Reinforcement learning methods can be used in robotics applications especially for specific target-oriented problems, for example the reward-based recalibration of goal directed actions. To this end still relatively large and continuous state-action spaces need to be efficiently handled. The goal of this paper is, thus, to develop a novel, rather simple method which uses reinforcement learning with function approximation in conjunction with different reward-strategies for solving such problems. For the testing of our method, we use a four degree-of-freedom reaching problem in 3D-space simulated by a two-joint robot arm system with two DOF each. Function approximation is based on 4D, overlapping kernels (receptive fields) and the state-action space contains about 10,000 of these. Different types of reward structures are being compared, for example, reward-on- touching-only against reward-on-approach. Furthermore, forbidden joint configurations are punished. A continuous action space is used.

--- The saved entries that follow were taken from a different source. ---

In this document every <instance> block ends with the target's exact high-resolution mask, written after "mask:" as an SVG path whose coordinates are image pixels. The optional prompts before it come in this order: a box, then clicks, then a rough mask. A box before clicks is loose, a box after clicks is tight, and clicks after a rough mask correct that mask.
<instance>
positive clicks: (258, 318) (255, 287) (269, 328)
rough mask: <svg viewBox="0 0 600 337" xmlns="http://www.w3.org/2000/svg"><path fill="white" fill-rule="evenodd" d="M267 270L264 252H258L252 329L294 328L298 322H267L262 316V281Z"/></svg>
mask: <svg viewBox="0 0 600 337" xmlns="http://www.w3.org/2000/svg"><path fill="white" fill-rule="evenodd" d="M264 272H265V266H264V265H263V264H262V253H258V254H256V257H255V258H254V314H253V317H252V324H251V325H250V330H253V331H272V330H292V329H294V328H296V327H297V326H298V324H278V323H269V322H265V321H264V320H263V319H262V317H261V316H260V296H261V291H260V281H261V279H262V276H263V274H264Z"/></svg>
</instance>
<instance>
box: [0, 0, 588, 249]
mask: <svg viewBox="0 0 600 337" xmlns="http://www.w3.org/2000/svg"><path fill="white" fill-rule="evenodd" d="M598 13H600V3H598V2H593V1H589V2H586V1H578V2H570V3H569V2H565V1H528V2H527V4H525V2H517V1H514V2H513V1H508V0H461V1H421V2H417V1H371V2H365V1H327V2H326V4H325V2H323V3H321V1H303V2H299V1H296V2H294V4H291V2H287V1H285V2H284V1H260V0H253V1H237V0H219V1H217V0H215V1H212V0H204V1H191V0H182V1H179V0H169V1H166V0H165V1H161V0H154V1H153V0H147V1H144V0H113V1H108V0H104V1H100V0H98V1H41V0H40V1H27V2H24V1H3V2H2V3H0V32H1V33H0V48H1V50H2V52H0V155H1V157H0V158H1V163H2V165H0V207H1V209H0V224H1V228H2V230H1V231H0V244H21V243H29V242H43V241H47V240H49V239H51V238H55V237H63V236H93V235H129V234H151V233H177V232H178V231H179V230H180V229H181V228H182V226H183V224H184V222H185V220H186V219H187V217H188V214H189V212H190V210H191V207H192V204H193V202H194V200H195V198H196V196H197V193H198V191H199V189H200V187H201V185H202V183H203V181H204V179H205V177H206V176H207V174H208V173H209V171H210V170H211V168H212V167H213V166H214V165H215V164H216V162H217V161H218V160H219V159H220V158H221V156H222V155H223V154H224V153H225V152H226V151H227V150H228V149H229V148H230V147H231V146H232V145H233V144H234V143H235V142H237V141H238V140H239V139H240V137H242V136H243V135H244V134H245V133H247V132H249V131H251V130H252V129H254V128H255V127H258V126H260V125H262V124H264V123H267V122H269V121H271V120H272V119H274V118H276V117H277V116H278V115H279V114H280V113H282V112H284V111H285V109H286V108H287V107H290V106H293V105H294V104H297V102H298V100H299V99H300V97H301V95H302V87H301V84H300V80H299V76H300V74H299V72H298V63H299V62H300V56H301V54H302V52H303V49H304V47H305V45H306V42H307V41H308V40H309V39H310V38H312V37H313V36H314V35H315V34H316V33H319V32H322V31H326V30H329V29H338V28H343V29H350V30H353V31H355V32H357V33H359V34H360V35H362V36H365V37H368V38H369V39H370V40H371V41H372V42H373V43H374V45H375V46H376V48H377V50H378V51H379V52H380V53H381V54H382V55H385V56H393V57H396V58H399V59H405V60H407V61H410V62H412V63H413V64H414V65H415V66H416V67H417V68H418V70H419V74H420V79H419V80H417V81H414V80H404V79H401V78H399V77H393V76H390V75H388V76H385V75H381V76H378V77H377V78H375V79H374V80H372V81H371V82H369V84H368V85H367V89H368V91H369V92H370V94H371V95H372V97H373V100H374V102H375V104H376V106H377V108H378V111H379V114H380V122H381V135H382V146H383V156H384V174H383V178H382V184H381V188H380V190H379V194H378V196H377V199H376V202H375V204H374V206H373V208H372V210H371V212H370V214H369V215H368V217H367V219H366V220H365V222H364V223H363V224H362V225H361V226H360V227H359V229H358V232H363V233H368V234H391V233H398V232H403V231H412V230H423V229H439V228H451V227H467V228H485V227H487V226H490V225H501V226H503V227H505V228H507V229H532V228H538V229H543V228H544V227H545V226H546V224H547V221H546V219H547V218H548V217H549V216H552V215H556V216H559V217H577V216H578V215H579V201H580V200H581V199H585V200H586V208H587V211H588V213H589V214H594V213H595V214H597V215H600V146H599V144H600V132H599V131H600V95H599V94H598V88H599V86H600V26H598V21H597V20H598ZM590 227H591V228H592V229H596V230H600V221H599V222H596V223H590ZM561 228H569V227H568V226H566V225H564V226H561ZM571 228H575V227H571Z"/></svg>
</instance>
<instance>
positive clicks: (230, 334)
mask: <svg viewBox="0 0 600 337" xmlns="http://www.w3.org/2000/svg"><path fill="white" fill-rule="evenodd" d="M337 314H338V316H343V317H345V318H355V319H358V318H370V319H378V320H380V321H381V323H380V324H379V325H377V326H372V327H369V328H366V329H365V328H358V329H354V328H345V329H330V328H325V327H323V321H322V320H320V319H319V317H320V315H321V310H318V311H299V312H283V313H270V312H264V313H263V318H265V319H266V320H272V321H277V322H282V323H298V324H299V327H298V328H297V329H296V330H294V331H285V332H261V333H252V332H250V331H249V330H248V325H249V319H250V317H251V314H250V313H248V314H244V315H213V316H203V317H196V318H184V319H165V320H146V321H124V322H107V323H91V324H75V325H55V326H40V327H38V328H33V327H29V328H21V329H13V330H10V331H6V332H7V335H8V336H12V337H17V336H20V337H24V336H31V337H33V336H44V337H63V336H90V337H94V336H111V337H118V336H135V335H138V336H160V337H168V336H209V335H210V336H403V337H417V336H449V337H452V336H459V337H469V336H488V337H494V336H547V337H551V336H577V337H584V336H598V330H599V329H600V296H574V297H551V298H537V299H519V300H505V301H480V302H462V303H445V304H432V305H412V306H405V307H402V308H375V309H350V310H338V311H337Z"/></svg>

In spite of a rather large number of states and the continuous action space these reward/punishment strategies allow the system to find a good solution usually within about 20 trials. The efficiency of our method demonstrated in this test scenario suggests that it might be possible to use it on a real robot for problems where mixed rewards can be defined in situations where other types of learning might be difficult.